If you balk at giant hairballs stuck at the bottom of your chair when you vacuum, or cringe at the sight of those tumbleweeds on your shower drain, you’re not alone. The sight of these fallen strands has probably made you ask, “Why is my hair falling out?” at one point or another, as you scurry into a paranoid frenzy. Is my ponytail getting smaller? Is my forehead receding? AM I GOING BALD?
Calm yourself, and step away from the hair brush. The short answer is no: Studies have purported that women can lose up to 100 strands a day, which can add up to an alarming level in your shower drain, especially if you go longer between washes (yes, the amount accrues!). We’re guessing this number doesn’t even take into account hair loss from breakage, or the hair strands you see without the root, a common mishap of vigorous brushing or a too-tight hair tie.
So… Why is My Hair Falling Out?
1. Acute telogen effluvium
A medical term for sudden speeding up of the hair shedding process, the condition is usually brought on by sudden stress to the body, like weight loss, chemotherapy or childbirth, or taking certain meds. Hair normally goes through three phases in its lifespan—the growing, resting and telogen (shedding) phases—and shortly after these stressful triggers, hair can move quickly to the shedding phase. This can result in losing clumpfulls of hair at a time, which can be distressing and very, very alarming indeed. Avoiding anxiety, switching to gentler medication and in the case of pregnancy, simply waiting till your body rebalances (and it will), can help.
2. Other diseases
Hypothyroidism and lupus are only a few of the diseases that have been said to cause loss and brittleness of hair. Check with your doctor to rule out any systemic and autoimmune conditions that can have hair loss as one of their symptoms.
Sorry, kid—no amount of rationalizing can shield you from what’s in your DNA. That doesn’t mean, however, that you’re left with no options if you come from a family that’s had problems with genetic baldness, or androgenetic alopecia. Schedule a check-up with your doctor and ask whether you can test if your follicles have “miniaturized” (usually done via a biopsy), which can help determine if your hair has indeed started to thin out.
4. Scalp irritations
Scalp rashes and harsh reactions or allergies to hair products and even the bleach in hair color can trigger hair loss in some people. Always do a patch test before applying any chemicals to your scalp to prevent irritation—scalp is skin, after all, and may be sensitive to certain products.
5. Nutritional deficiencies
While crash dieting can trigger acute telogen effluvium, a chronic lacking of essential vitamins and nutrients can also cause a higher-than-usual level of shedding. Vitamin D, zinc or iron deficiencies have been linked to hair loss as well. Eating healthy and supplementing a balanced diet with hair growth promoters such as biotin (vitamin H) and coconut oil are said to be beneficial.

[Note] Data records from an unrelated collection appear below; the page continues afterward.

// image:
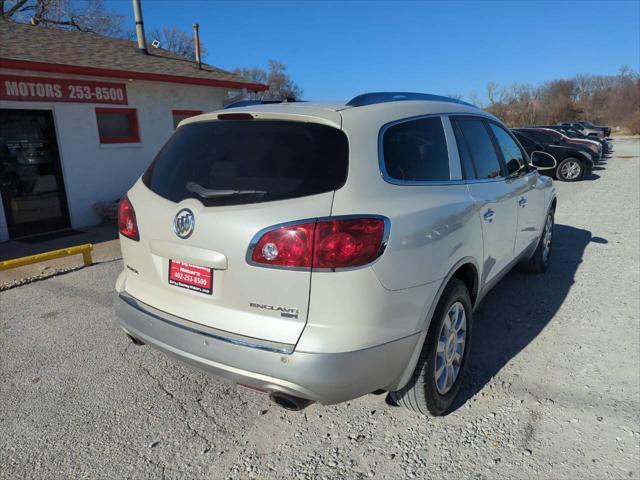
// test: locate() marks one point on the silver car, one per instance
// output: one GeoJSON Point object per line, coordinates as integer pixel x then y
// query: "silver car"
{"type": "Point", "coordinates": [320, 252]}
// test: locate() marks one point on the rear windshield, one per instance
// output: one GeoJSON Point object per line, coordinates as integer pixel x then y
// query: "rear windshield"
{"type": "Point", "coordinates": [232, 162]}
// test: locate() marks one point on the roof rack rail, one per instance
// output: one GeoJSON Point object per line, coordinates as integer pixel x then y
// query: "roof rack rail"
{"type": "Point", "coordinates": [248, 103]}
{"type": "Point", "coordinates": [384, 97]}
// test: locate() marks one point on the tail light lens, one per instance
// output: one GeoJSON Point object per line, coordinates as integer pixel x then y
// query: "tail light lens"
{"type": "Point", "coordinates": [127, 224]}
{"type": "Point", "coordinates": [332, 243]}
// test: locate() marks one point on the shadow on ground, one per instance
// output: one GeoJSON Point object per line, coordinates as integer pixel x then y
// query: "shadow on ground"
{"type": "Point", "coordinates": [514, 313]}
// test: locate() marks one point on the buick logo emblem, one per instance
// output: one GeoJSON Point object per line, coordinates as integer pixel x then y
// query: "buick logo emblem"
{"type": "Point", "coordinates": [184, 223]}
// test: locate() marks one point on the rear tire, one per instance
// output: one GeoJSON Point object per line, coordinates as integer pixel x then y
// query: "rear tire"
{"type": "Point", "coordinates": [541, 258]}
{"type": "Point", "coordinates": [570, 170]}
{"type": "Point", "coordinates": [430, 391]}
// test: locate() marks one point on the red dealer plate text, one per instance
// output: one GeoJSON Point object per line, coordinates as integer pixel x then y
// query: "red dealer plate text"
{"type": "Point", "coordinates": [48, 89]}
{"type": "Point", "coordinates": [191, 277]}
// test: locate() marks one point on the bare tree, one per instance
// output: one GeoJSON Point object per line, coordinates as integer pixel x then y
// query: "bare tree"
{"type": "Point", "coordinates": [85, 16]}
{"type": "Point", "coordinates": [281, 86]}
{"type": "Point", "coordinates": [614, 100]}
{"type": "Point", "coordinates": [177, 41]}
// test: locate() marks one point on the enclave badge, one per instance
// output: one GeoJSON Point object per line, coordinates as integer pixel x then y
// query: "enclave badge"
{"type": "Point", "coordinates": [184, 223]}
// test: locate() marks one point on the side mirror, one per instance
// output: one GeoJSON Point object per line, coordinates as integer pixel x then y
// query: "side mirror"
{"type": "Point", "coordinates": [542, 160]}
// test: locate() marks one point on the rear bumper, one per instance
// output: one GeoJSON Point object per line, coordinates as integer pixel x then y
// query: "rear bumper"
{"type": "Point", "coordinates": [323, 377]}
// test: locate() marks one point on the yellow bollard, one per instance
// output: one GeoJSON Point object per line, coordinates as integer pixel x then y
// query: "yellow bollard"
{"type": "Point", "coordinates": [85, 250]}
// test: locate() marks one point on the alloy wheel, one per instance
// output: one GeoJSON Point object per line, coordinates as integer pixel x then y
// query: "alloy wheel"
{"type": "Point", "coordinates": [571, 170]}
{"type": "Point", "coordinates": [451, 345]}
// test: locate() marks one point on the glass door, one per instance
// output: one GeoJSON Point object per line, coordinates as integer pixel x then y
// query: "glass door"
{"type": "Point", "coordinates": [31, 180]}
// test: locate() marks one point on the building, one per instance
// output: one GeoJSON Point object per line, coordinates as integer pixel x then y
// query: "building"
{"type": "Point", "coordinates": [82, 115]}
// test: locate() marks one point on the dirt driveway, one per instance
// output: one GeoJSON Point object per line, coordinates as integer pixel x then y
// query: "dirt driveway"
{"type": "Point", "coordinates": [554, 388]}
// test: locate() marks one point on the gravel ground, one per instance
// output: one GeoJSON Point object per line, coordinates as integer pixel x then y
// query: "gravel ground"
{"type": "Point", "coordinates": [553, 390]}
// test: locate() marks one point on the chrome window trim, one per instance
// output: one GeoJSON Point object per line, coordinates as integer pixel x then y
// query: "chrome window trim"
{"type": "Point", "coordinates": [452, 159]}
{"type": "Point", "coordinates": [222, 335]}
{"type": "Point", "coordinates": [455, 168]}
{"type": "Point", "coordinates": [257, 236]}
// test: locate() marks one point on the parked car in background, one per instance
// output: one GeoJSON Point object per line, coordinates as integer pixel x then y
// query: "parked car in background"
{"type": "Point", "coordinates": [606, 130]}
{"type": "Point", "coordinates": [320, 252]}
{"type": "Point", "coordinates": [572, 161]}
{"type": "Point", "coordinates": [572, 132]}
{"type": "Point", "coordinates": [588, 131]}
{"type": "Point", "coordinates": [593, 145]}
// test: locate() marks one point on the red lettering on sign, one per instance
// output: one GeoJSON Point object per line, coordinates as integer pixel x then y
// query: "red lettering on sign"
{"type": "Point", "coordinates": [30, 89]}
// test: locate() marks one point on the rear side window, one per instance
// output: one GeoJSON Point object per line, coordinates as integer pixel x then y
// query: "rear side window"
{"type": "Point", "coordinates": [526, 142]}
{"type": "Point", "coordinates": [511, 152]}
{"type": "Point", "coordinates": [416, 151]}
{"type": "Point", "coordinates": [541, 136]}
{"type": "Point", "coordinates": [249, 161]}
{"type": "Point", "coordinates": [480, 147]}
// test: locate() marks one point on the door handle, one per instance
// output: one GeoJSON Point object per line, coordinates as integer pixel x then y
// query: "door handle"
{"type": "Point", "coordinates": [488, 215]}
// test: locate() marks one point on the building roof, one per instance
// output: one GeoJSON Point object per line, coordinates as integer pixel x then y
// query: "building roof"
{"type": "Point", "coordinates": [28, 47]}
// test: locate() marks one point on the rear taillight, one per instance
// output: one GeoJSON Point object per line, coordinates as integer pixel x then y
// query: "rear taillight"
{"type": "Point", "coordinates": [322, 244]}
{"type": "Point", "coordinates": [127, 224]}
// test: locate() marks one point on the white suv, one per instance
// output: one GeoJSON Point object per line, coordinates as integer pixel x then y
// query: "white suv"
{"type": "Point", "coordinates": [320, 252]}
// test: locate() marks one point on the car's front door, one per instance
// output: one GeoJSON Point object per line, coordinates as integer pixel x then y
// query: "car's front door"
{"type": "Point", "coordinates": [492, 192]}
{"type": "Point", "coordinates": [527, 189]}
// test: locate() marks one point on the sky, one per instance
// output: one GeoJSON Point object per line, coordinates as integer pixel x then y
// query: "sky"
{"type": "Point", "coordinates": [336, 50]}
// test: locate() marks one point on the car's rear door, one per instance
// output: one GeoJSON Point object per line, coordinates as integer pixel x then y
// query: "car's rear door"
{"type": "Point", "coordinates": [527, 189]}
{"type": "Point", "coordinates": [210, 190]}
{"type": "Point", "coordinates": [493, 194]}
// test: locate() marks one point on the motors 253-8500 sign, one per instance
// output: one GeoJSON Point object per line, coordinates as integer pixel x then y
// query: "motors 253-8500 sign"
{"type": "Point", "coordinates": [24, 88]}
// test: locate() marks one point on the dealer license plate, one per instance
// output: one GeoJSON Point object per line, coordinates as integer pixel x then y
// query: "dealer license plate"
{"type": "Point", "coordinates": [191, 277]}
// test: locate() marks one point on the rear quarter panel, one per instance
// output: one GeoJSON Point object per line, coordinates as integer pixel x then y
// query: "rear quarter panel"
{"type": "Point", "coordinates": [432, 228]}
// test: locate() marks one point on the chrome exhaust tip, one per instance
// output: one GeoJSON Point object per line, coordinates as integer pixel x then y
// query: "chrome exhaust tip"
{"type": "Point", "coordinates": [289, 402]}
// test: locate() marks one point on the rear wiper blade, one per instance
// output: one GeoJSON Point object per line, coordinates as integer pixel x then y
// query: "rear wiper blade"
{"type": "Point", "coordinates": [213, 193]}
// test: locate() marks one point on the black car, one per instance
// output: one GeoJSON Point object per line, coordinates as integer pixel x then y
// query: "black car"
{"type": "Point", "coordinates": [572, 132]}
{"type": "Point", "coordinates": [606, 130]}
{"type": "Point", "coordinates": [572, 161]}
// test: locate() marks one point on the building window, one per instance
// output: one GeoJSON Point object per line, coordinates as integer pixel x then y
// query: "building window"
{"type": "Point", "coordinates": [179, 115]}
{"type": "Point", "coordinates": [118, 125]}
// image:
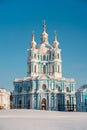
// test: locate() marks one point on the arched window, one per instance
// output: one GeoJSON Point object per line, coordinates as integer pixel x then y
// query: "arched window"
{"type": "Point", "coordinates": [20, 89]}
{"type": "Point", "coordinates": [35, 56]}
{"type": "Point", "coordinates": [53, 68]}
{"type": "Point", "coordinates": [44, 69]}
{"type": "Point", "coordinates": [67, 89]}
{"type": "Point", "coordinates": [44, 57]}
{"type": "Point", "coordinates": [28, 88]}
{"type": "Point", "coordinates": [59, 88]}
{"type": "Point", "coordinates": [43, 86]}
{"type": "Point", "coordinates": [35, 68]}
{"type": "Point", "coordinates": [29, 68]}
{"type": "Point", "coordinates": [58, 55]}
{"type": "Point", "coordinates": [53, 56]}
{"type": "Point", "coordinates": [58, 68]}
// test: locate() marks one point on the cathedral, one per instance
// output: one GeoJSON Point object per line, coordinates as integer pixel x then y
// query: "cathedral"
{"type": "Point", "coordinates": [44, 87]}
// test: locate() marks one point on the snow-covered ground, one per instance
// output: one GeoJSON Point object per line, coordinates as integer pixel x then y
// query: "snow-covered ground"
{"type": "Point", "coordinates": [42, 120]}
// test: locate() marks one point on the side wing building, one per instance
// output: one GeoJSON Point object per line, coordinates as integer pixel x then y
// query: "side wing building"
{"type": "Point", "coordinates": [44, 88]}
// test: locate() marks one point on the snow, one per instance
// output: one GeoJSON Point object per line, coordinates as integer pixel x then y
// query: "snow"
{"type": "Point", "coordinates": [42, 120]}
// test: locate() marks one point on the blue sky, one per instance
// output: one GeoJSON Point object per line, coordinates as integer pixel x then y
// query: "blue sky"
{"type": "Point", "coordinates": [17, 20]}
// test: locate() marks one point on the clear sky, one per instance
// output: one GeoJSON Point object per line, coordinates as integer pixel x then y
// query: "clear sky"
{"type": "Point", "coordinates": [17, 20]}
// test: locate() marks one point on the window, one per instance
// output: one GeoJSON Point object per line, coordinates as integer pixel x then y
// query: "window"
{"type": "Point", "coordinates": [44, 87]}
{"type": "Point", "coordinates": [35, 68]}
{"type": "Point", "coordinates": [68, 104]}
{"type": "Point", "coordinates": [53, 68]}
{"type": "Point", "coordinates": [59, 88]}
{"type": "Point", "coordinates": [53, 56]}
{"type": "Point", "coordinates": [44, 69]}
{"type": "Point", "coordinates": [29, 68]}
{"type": "Point", "coordinates": [58, 55]}
{"type": "Point", "coordinates": [28, 88]}
{"type": "Point", "coordinates": [67, 89]}
{"type": "Point", "coordinates": [35, 56]}
{"type": "Point", "coordinates": [20, 89]}
{"type": "Point", "coordinates": [44, 57]}
{"type": "Point", "coordinates": [58, 68]}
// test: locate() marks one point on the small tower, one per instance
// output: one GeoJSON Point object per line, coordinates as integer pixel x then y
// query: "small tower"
{"type": "Point", "coordinates": [44, 37]}
{"type": "Point", "coordinates": [33, 43]}
{"type": "Point", "coordinates": [55, 43]}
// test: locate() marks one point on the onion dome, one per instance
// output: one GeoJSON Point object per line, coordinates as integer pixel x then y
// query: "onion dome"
{"type": "Point", "coordinates": [55, 43]}
{"type": "Point", "coordinates": [33, 43]}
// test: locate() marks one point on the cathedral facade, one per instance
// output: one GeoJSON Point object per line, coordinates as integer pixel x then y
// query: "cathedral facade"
{"type": "Point", "coordinates": [44, 88]}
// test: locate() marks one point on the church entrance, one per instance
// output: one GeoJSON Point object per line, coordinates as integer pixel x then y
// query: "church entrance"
{"type": "Point", "coordinates": [43, 104]}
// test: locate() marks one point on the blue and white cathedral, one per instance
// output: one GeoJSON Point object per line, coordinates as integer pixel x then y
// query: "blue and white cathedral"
{"type": "Point", "coordinates": [44, 88]}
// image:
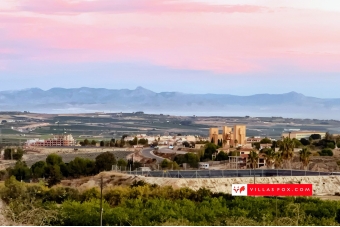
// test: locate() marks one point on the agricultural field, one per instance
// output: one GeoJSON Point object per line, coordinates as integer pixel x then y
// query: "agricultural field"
{"type": "Point", "coordinates": [17, 127]}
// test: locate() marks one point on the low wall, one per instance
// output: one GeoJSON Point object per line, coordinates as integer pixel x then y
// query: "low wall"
{"type": "Point", "coordinates": [327, 185]}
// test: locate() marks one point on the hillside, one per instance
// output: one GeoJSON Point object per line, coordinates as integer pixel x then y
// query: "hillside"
{"type": "Point", "coordinates": [61, 100]}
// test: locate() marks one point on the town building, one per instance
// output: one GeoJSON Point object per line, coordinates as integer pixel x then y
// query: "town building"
{"type": "Point", "coordinates": [55, 141]}
{"type": "Point", "coordinates": [235, 136]}
{"type": "Point", "coordinates": [302, 134]}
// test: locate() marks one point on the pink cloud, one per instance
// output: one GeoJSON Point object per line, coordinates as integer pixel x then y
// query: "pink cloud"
{"type": "Point", "coordinates": [256, 41]}
{"type": "Point", "coordinates": [131, 6]}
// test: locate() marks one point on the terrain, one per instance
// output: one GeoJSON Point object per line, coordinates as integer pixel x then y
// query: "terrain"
{"type": "Point", "coordinates": [61, 100]}
{"type": "Point", "coordinates": [16, 127]}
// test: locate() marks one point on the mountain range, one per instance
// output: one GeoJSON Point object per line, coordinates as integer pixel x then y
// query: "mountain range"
{"type": "Point", "coordinates": [61, 100]}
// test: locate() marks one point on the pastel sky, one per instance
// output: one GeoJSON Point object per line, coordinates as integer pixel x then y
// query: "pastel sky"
{"type": "Point", "coordinates": [238, 47]}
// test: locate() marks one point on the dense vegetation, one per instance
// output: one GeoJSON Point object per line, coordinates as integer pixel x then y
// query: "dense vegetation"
{"type": "Point", "coordinates": [144, 204]}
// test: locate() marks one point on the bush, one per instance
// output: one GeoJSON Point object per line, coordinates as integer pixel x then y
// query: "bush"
{"type": "Point", "coordinates": [16, 154]}
{"type": "Point", "coordinates": [326, 152]}
{"type": "Point", "coordinates": [105, 161]}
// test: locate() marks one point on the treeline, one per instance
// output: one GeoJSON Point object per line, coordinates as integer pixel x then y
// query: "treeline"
{"type": "Point", "coordinates": [114, 142]}
{"type": "Point", "coordinates": [142, 204]}
{"type": "Point", "coordinates": [53, 169]}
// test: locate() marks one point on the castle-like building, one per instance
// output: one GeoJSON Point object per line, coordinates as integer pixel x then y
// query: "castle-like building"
{"type": "Point", "coordinates": [230, 136]}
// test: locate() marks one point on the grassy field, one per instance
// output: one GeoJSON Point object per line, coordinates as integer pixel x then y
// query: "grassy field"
{"type": "Point", "coordinates": [114, 126]}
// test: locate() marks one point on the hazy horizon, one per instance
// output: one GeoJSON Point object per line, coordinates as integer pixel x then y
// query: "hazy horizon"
{"type": "Point", "coordinates": [223, 47]}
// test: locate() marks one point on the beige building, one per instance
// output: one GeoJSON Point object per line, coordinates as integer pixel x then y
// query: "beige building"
{"type": "Point", "coordinates": [302, 134]}
{"type": "Point", "coordinates": [55, 141]}
{"type": "Point", "coordinates": [230, 136]}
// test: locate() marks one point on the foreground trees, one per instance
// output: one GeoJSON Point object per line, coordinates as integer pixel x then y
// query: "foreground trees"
{"type": "Point", "coordinates": [286, 147]}
{"type": "Point", "coordinates": [305, 157]}
{"type": "Point", "coordinates": [145, 205]}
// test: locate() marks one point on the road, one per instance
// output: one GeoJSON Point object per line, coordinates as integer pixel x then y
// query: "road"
{"type": "Point", "coordinates": [230, 173]}
{"type": "Point", "coordinates": [147, 153]}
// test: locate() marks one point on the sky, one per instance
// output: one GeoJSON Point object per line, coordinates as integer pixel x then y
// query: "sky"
{"type": "Point", "coordinates": [238, 47]}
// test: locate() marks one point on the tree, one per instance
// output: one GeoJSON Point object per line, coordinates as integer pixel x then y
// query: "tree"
{"type": "Point", "coordinates": [278, 160]}
{"type": "Point", "coordinates": [121, 163]}
{"type": "Point", "coordinates": [297, 143]}
{"type": "Point", "coordinates": [54, 175]}
{"type": "Point", "coordinates": [105, 161]}
{"type": "Point", "coordinates": [286, 146]}
{"type": "Point", "coordinates": [53, 159]}
{"type": "Point", "coordinates": [192, 159]}
{"type": "Point", "coordinates": [136, 165]}
{"type": "Point", "coordinates": [143, 141]}
{"type": "Point", "coordinates": [315, 137]}
{"type": "Point", "coordinates": [164, 163]}
{"type": "Point", "coordinates": [270, 157]}
{"type": "Point", "coordinates": [221, 156]}
{"type": "Point", "coordinates": [135, 141]}
{"type": "Point", "coordinates": [18, 154]}
{"type": "Point", "coordinates": [266, 141]}
{"type": "Point", "coordinates": [81, 167]}
{"type": "Point", "coordinates": [21, 171]}
{"type": "Point", "coordinates": [209, 150]}
{"type": "Point", "coordinates": [304, 142]}
{"type": "Point", "coordinates": [186, 144]}
{"type": "Point", "coordinates": [38, 169]}
{"type": "Point", "coordinates": [257, 145]}
{"type": "Point", "coordinates": [253, 158]}
{"type": "Point", "coordinates": [12, 154]}
{"type": "Point", "coordinates": [86, 142]}
{"type": "Point", "coordinates": [329, 136]}
{"type": "Point", "coordinates": [93, 143]}
{"type": "Point", "coordinates": [305, 157]}
{"type": "Point", "coordinates": [326, 152]}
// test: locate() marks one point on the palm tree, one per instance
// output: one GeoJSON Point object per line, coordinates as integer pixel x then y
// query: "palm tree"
{"type": "Point", "coordinates": [278, 160]}
{"type": "Point", "coordinates": [329, 136]}
{"type": "Point", "coordinates": [270, 158]}
{"type": "Point", "coordinates": [287, 146]}
{"type": "Point", "coordinates": [304, 157]}
{"type": "Point", "coordinates": [253, 158]}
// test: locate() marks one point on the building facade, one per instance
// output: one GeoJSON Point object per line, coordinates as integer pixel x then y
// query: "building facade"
{"type": "Point", "coordinates": [302, 134]}
{"type": "Point", "coordinates": [56, 141]}
{"type": "Point", "coordinates": [235, 136]}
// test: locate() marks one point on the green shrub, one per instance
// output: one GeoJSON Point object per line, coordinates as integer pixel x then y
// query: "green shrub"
{"type": "Point", "coordinates": [326, 152]}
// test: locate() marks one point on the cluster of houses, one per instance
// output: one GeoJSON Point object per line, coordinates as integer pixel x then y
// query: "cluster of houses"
{"type": "Point", "coordinates": [166, 140]}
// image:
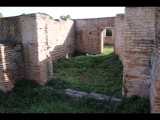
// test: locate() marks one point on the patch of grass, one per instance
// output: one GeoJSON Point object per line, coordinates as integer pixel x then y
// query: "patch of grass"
{"type": "Point", "coordinates": [33, 98]}
{"type": "Point", "coordinates": [100, 73]}
{"type": "Point", "coordinates": [91, 73]}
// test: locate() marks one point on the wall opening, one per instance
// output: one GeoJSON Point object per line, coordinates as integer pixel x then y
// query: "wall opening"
{"type": "Point", "coordinates": [108, 32]}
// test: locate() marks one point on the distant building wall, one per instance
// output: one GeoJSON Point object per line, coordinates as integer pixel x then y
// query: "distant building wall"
{"type": "Point", "coordinates": [88, 33]}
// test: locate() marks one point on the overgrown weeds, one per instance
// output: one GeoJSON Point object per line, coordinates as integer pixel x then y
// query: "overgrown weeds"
{"type": "Point", "coordinates": [91, 73]}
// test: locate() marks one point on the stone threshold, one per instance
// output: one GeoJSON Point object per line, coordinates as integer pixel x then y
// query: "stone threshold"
{"type": "Point", "coordinates": [80, 94]}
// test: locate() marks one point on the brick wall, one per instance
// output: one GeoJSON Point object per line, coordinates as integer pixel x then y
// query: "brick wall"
{"type": "Point", "coordinates": [88, 34]}
{"type": "Point", "coordinates": [11, 65]}
{"type": "Point", "coordinates": [109, 39]}
{"type": "Point", "coordinates": [139, 35]}
{"type": "Point", "coordinates": [119, 36]}
{"type": "Point", "coordinates": [10, 30]}
{"type": "Point", "coordinates": [43, 40]}
{"type": "Point", "coordinates": [155, 71]}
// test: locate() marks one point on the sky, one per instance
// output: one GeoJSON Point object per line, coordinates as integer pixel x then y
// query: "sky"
{"type": "Point", "coordinates": [56, 12]}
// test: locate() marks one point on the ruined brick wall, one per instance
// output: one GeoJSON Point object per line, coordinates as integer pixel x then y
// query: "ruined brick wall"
{"type": "Point", "coordinates": [155, 71]}
{"type": "Point", "coordinates": [88, 34]}
{"type": "Point", "coordinates": [139, 36]}
{"type": "Point", "coordinates": [119, 36]}
{"type": "Point", "coordinates": [10, 30]}
{"type": "Point", "coordinates": [43, 40]}
{"type": "Point", "coordinates": [11, 65]}
{"type": "Point", "coordinates": [109, 39]}
{"type": "Point", "coordinates": [11, 53]}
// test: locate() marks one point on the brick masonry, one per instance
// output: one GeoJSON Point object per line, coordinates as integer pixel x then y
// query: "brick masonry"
{"type": "Point", "coordinates": [89, 33]}
{"type": "Point", "coordinates": [139, 35]}
{"type": "Point", "coordinates": [109, 39]}
{"type": "Point", "coordinates": [29, 43]}
{"type": "Point", "coordinates": [12, 65]}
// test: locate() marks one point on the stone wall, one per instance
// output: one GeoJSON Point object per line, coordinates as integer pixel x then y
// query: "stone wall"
{"type": "Point", "coordinates": [11, 65]}
{"type": "Point", "coordinates": [109, 39]}
{"type": "Point", "coordinates": [139, 36]}
{"type": "Point", "coordinates": [10, 30]}
{"type": "Point", "coordinates": [155, 71]}
{"type": "Point", "coordinates": [43, 40]}
{"type": "Point", "coordinates": [89, 34]}
{"type": "Point", "coordinates": [119, 36]}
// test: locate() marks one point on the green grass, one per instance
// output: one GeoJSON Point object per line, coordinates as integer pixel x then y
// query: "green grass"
{"type": "Point", "coordinates": [86, 73]}
{"type": "Point", "coordinates": [100, 73]}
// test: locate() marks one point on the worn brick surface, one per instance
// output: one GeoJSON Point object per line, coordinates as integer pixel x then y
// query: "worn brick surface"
{"type": "Point", "coordinates": [88, 33]}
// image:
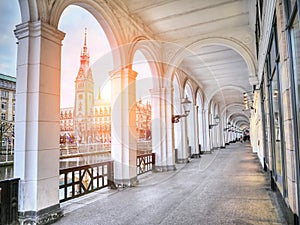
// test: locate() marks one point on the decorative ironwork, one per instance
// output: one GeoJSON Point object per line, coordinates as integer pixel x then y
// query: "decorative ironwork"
{"type": "Point", "coordinates": [78, 181]}
{"type": "Point", "coordinates": [145, 163]}
{"type": "Point", "coordinates": [9, 190]}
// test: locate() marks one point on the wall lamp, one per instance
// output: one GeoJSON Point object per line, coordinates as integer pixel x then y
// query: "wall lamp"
{"type": "Point", "coordinates": [186, 103]}
{"type": "Point", "coordinates": [217, 120]}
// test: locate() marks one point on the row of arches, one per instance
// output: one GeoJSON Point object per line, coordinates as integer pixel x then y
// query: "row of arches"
{"type": "Point", "coordinates": [39, 72]}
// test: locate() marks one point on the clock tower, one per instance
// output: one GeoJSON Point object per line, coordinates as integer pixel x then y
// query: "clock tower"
{"type": "Point", "coordinates": [84, 98]}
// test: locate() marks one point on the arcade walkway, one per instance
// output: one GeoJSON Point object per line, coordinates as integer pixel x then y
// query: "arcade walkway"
{"type": "Point", "coordinates": [225, 187]}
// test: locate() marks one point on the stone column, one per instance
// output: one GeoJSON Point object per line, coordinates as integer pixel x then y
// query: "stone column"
{"type": "Point", "coordinates": [206, 130]}
{"type": "Point", "coordinates": [162, 129]}
{"type": "Point", "coordinates": [36, 160]}
{"type": "Point", "coordinates": [123, 126]}
{"type": "Point", "coordinates": [195, 150]}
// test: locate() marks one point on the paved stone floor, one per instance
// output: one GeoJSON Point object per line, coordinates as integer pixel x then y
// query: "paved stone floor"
{"type": "Point", "coordinates": [225, 187]}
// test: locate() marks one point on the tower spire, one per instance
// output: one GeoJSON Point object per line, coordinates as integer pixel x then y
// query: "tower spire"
{"type": "Point", "coordinates": [84, 50]}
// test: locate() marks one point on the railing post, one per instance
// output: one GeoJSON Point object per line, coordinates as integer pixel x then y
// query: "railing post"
{"type": "Point", "coordinates": [9, 201]}
{"type": "Point", "coordinates": [111, 182]}
{"type": "Point", "coordinates": [153, 160]}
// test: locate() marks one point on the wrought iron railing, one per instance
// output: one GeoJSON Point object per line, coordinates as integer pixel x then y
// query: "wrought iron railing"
{"type": "Point", "coordinates": [9, 190]}
{"type": "Point", "coordinates": [145, 163]}
{"type": "Point", "coordinates": [77, 181]}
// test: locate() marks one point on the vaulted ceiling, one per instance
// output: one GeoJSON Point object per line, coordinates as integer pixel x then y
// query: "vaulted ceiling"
{"type": "Point", "coordinates": [218, 67]}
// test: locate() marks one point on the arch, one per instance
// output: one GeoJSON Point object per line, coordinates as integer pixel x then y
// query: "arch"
{"type": "Point", "coordinates": [188, 90]}
{"type": "Point", "coordinates": [232, 43]}
{"type": "Point", "coordinates": [208, 98]}
{"type": "Point", "coordinates": [29, 11]}
{"type": "Point", "coordinates": [148, 48]}
{"type": "Point", "coordinates": [105, 17]}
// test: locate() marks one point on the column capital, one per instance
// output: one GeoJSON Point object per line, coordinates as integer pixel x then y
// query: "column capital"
{"type": "Point", "coordinates": [163, 90]}
{"type": "Point", "coordinates": [122, 73]}
{"type": "Point", "coordinates": [37, 29]}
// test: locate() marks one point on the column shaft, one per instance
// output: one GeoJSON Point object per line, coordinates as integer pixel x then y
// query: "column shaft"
{"type": "Point", "coordinates": [123, 130]}
{"type": "Point", "coordinates": [36, 160]}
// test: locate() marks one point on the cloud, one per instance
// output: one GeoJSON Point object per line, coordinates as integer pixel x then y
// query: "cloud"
{"type": "Point", "coordinates": [10, 17]}
{"type": "Point", "coordinates": [72, 46]}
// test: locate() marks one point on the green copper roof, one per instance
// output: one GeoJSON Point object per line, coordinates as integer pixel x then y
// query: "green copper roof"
{"type": "Point", "coordinates": [7, 77]}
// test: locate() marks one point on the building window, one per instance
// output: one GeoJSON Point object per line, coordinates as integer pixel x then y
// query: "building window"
{"type": "Point", "coordinates": [3, 106]}
{"type": "Point", "coordinates": [4, 94]}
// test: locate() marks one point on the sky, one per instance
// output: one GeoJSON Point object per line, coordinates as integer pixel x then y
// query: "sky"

Hair fall due to breakage has more to do with habits than genes, and therefore, good news, is totally within your control. Overwashing, frequent heat-styling and forceful handling of your strands can all cause breakage, especially in strands whose cuticles have already been compromised by chemical processes such as coloring. Try co-washing on your off-days, use a thermal protectant before every blow-dry or hot iron session and be extra gentle detangling your strands when they’re wet. A weekly deep condition can also help fortify strands and improve their moisture levels.